Der eigentliche Sinn des Wortes Sadismus steht im Zusammenhang mit dem Sexualverhalten. „Sadismus und Masochismus nennt man Sexualverhalten mit Zufügen und Erleiden von Schmerzen. Zwischen den Extremformen wie Fesseln und Schlagen...Die aktive bzw. passive Version ist zwischen den Partnern komplementär oder aber individuell ambitendent angelegt: die Lust am Quälen und am Leiden liegen nahe beieinander und können sich auch zugleich äußern (Sadomasochismus).“

 

Das die Natur des Menschen mit dem Sadismus verknüpft ist, hatte schon der Namensgeber des Wortes, der französische Schriftsteller Marquis de Sade in seinen Romanen sehr deutlich geschildert.

 

Die Definition aus der Sexualpathologie weist den Weg in Richtung Lust am Quälen und Leiden. Diese Lust am Quälen und Leiden durchdringt nicht nur die Leser von Horrorromanen, sondern auch unseren Alltag – Siehe das am Anfang erwähnte Unfallbeispiel. Nicht nur die Schaulustigen empfinden Lust am Leiden, sondern auch Menschen, die die neuesten Tragödien der Nachrichten verfolgen. Die Lust an der Macht ist in der Politik, wie auch in der Arbeitswelt bekannt. Die Verbindung zwischen Macht und Gewalt erfährt im Krieg bestialische Ausmaße.
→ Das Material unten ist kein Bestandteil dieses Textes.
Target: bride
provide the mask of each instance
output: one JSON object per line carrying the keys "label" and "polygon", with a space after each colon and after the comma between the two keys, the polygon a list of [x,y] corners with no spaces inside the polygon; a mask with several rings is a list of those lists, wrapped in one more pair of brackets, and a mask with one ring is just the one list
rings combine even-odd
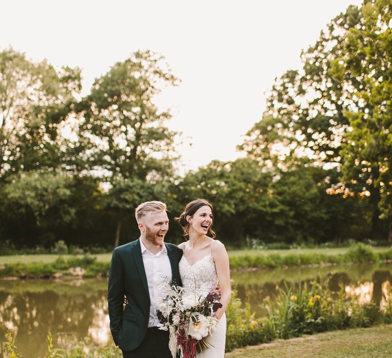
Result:
{"label": "bride", "polygon": [[[230,274],[229,257],[225,245],[215,240],[212,229],[212,206],[206,200],[197,199],[189,203],[179,217],[176,218],[189,240],[178,247],[184,252],[179,267],[183,287],[198,296],[205,297],[220,288],[222,308],[214,315],[218,320],[207,341],[209,348],[197,353],[198,358],[224,357],[226,335],[225,310],[230,300]],[[212,237],[207,236],[209,232]]]}

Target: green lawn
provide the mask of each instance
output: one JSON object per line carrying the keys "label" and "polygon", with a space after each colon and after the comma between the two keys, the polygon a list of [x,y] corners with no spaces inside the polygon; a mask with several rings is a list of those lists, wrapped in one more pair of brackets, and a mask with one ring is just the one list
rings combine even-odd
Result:
{"label": "green lawn", "polygon": [[225,358],[391,357],[392,325],[335,331],[236,349]]}
{"label": "green lawn", "polygon": [[[373,247],[372,250],[375,252],[380,252],[388,250],[387,247]],[[336,255],[344,254],[349,250],[349,248],[333,248],[332,249],[292,249],[291,250],[230,250],[229,252],[229,257],[241,256],[244,255],[258,256],[260,255],[271,255],[278,254],[282,256],[289,254],[324,254],[325,255]],[[66,259],[67,257],[75,257],[74,255],[64,255],[63,257]],[[81,257],[83,255],[78,255]],[[96,256],[97,261],[108,262],[110,261],[111,253],[97,254],[92,256]],[[16,255],[0,256],[0,265],[12,262],[52,262],[55,261],[59,255],[53,254],[47,255]]]}
{"label": "green lawn", "polygon": [[[375,252],[382,252],[389,250],[389,247],[372,247],[372,250]],[[324,255],[337,255],[338,254],[344,254],[348,251],[350,248],[332,248],[321,249],[316,248],[315,249],[291,249],[280,250],[232,250],[229,251],[229,256],[242,256],[245,255],[250,256],[258,256],[261,255],[271,255],[272,254],[278,254],[281,256],[287,255],[303,254],[324,254]]]}

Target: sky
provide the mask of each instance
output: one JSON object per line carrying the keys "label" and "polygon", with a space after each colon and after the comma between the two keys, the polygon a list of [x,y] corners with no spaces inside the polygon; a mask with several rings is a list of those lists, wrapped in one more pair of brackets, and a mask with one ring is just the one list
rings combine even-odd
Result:
{"label": "sky", "polygon": [[82,94],[138,49],[164,56],[180,85],[156,99],[182,132],[183,173],[240,156],[236,147],[261,119],[274,79],[300,68],[302,49],[361,0],[109,1],[7,0],[0,51],[82,69]]}

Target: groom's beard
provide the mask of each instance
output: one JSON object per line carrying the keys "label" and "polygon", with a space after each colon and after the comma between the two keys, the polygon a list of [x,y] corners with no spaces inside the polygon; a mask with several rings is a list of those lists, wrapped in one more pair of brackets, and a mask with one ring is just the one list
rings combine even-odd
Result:
{"label": "groom's beard", "polygon": [[[158,246],[161,245],[163,243],[163,240],[161,241],[161,239],[159,239],[157,236],[158,233],[153,233],[150,230],[148,227],[146,226],[145,228],[145,239],[147,241],[150,241],[153,245]],[[164,235],[166,234],[166,233],[162,233]]]}

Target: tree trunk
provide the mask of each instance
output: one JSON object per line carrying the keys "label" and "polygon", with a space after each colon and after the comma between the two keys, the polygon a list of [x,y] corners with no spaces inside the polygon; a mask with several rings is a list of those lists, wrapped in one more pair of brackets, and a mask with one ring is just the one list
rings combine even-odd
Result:
{"label": "tree trunk", "polygon": [[120,233],[121,233],[121,226],[122,224],[122,218],[120,217],[117,221],[117,229],[116,229],[116,239],[114,241],[114,247],[116,248],[120,244]]}
{"label": "tree trunk", "polygon": [[[372,170],[374,168],[372,168]],[[373,212],[372,213],[372,226],[370,229],[370,238],[372,240],[377,241],[381,239],[382,236],[382,224],[380,219],[380,209],[378,208],[378,204],[381,199],[380,189],[378,188],[372,187],[370,188],[371,193],[370,200],[371,203]]]}

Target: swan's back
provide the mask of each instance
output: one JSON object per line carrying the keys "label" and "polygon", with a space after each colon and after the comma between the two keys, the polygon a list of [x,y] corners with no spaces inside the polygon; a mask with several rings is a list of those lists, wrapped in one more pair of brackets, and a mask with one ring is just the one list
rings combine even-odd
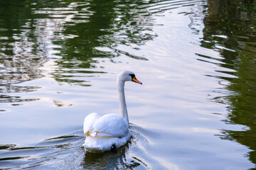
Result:
{"label": "swan's back", "polygon": [[110,150],[113,144],[119,147],[131,137],[127,123],[117,114],[102,117],[96,113],[88,115],[84,121],[84,147],[95,152]]}

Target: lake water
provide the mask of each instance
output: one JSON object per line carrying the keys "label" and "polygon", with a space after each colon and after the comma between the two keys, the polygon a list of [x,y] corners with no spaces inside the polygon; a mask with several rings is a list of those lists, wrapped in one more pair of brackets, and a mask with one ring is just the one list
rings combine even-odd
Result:
{"label": "lake water", "polygon": [[[1,0],[0,169],[255,169],[255,1]],[[132,137],[85,153],[84,118]]]}

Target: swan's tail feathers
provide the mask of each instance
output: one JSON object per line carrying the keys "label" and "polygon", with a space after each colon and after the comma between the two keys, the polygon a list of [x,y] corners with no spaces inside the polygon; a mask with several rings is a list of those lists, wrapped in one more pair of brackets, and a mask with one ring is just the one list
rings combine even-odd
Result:
{"label": "swan's tail feathers", "polygon": [[83,144],[82,146],[85,147],[87,152],[97,152],[101,151],[100,147],[89,147],[85,144]]}

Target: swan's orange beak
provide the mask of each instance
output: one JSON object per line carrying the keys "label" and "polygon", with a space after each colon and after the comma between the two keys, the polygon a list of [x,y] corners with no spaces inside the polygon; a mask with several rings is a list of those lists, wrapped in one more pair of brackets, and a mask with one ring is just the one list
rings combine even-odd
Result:
{"label": "swan's orange beak", "polygon": [[132,81],[135,82],[135,83],[138,83],[138,84],[142,84],[142,83],[141,81],[139,81],[137,79],[136,79],[135,76],[134,76],[132,79]]}

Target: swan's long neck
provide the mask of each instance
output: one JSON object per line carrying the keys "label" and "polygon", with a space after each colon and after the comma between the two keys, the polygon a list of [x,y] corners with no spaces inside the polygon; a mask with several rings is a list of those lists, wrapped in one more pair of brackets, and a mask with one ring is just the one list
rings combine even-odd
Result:
{"label": "swan's long neck", "polygon": [[119,94],[120,115],[128,125],[129,118],[124,96],[124,81],[117,79],[117,90]]}

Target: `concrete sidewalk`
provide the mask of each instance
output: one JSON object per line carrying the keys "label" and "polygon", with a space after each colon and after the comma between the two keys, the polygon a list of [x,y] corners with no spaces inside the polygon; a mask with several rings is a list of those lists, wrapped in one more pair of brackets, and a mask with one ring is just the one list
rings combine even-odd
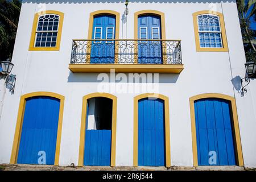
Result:
{"label": "concrete sidewalk", "polygon": [[30,164],[0,164],[0,171],[256,171],[256,168],[244,168],[238,166],[200,166],[191,167],[76,167],[54,166],[49,165]]}

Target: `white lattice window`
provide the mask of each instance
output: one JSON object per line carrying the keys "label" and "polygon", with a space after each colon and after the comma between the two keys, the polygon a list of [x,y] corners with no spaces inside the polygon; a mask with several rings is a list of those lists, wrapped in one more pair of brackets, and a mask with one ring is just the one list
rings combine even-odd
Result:
{"label": "white lattice window", "polygon": [[200,47],[222,48],[220,18],[204,14],[197,16]]}

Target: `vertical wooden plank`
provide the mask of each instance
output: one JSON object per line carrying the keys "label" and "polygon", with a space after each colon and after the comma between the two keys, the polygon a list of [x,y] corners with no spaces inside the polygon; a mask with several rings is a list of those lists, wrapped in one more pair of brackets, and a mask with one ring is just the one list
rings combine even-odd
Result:
{"label": "vertical wooden plank", "polygon": [[90,166],[97,166],[98,162],[98,133],[97,130],[91,130],[90,145]]}
{"label": "vertical wooden plank", "polygon": [[156,130],[157,140],[155,147],[157,148],[158,154],[158,159],[157,166],[164,166],[165,162],[165,152],[164,152],[164,102],[163,100],[158,99],[155,101],[158,104],[158,108],[159,112],[159,118],[156,122],[158,122],[158,129]]}
{"label": "vertical wooden plank", "polygon": [[98,132],[98,143],[97,143],[97,163],[96,166],[102,166],[104,164],[105,161],[106,160],[105,158],[103,158],[102,156],[102,148],[103,145],[105,143],[105,142],[108,139],[102,139],[103,134],[104,130],[96,130]]}
{"label": "vertical wooden plank", "polygon": [[102,131],[102,162],[100,166],[110,166],[111,157],[111,133],[110,130],[103,130]]}
{"label": "vertical wooden plank", "polygon": [[197,164],[201,165],[201,152],[200,152],[200,133],[199,132],[199,123],[198,119],[198,111],[197,111],[197,103],[198,102],[195,102],[194,107],[195,107],[195,118],[196,123],[196,144],[197,144]]}
{"label": "vertical wooden plank", "polygon": [[216,100],[213,101],[218,138],[218,157],[220,165],[228,165],[226,147],[226,137],[224,130],[224,118],[221,101]]}
{"label": "vertical wooden plank", "polygon": [[217,143],[217,136],[216,135],[216,127],[215,127],[215,117],[213,102],[211,100],[205,100],[205,115],[207,119],[207,134],[208,139],[208,158],[209,152],[213,151],[217,154],[216,164],[209,164],[209,165],[217,165],[218,164],[218,148],[216,148],[216,143]]}
{"label": "vertical wooden plank", "polygon": [[206,119],[205,101],[197,102],[198,123],[199,130],[199,140],[200,142],[200,150],[201,163],[202,166],[209,165],[208,153],[209,146],[207,133],[207,123]]}
{"label": "vertical wooden plank", "polygon": [[60,100],[49,97],[27,99],[17,163],[38,164],[39,151],[46,152],[46,164],[53,164]]}
{"label": "vertical wooden plank", "polygon": [[143,136],[144,136],[144,102],[142,100],[138,101],[138,164],[143,166]]}
{"label": "vertical wooden plank", "polygon": [[90,166],[90,130],[85,132],[85,141],[84,146],[84,165]]}
{"label": "vertical wooden plank", "polygon": [[152,166],[156,165],[156,159],[157,157],[156,156],[156,130],[155,130],[155,125],[156,121],[158,119],[158,117],[156,115],[155,110],[156,109],[156,102],[152,100],[149,100],[150,104],[150,110],[152,111],[149,113],[150,115],[150,131],[151,131],[151,161],[150,164]]}

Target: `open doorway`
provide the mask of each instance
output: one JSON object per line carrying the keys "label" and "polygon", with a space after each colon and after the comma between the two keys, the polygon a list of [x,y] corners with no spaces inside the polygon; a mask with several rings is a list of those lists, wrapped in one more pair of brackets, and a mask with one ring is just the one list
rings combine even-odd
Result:
{"label": "open doorway", "polygon": [[110,166],[112,100],[94,97],[87,100],[84,162],[85,166]]}

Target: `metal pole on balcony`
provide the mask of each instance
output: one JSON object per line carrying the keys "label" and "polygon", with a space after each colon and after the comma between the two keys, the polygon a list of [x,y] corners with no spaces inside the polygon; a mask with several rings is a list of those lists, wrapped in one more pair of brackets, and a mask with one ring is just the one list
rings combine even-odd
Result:
{"label": "metal pole on balcony", "polygon": [[125,60],[127,60],[127,15],[129,13],[129,11],[128,10],[128,3],[129,1],[128,0],[126,0],[125,1],[125,6],[126,7],[125,10]]}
Menschen verhalten sich anders, wenn sie absolute Macht über andere gewinnen. Der Mißbrauch  von wehrlosen Frauen und das Mittel der Folter sind im Krieg ein häufiges Phänomen, aber auch in friedlichen Zeiten scheint die Lust am Quälen nicht zu enden, genannt seien hier die Gewaltausschreitung während größerer Veranstaltungen, die aus dem Gefühl des Einzelnen resultieren, das er die Macht der Masse hinter sich weiß.

 

Die Fiktion der Gewalt in Stephen Kings Romanen ist von der Realität nicht weit entfernt, doch der Kontext des Übersinnlichen, bzw. des Unerklärlichen und Absurden des Alltags, ist für den Leser weniger real und damit weniger bedrohlich, das Empfinden bleibt. Lust an der Gewalt, an Angst, am Leiden und am Quälen wird auch in Stephen Kings Romanen empfunden.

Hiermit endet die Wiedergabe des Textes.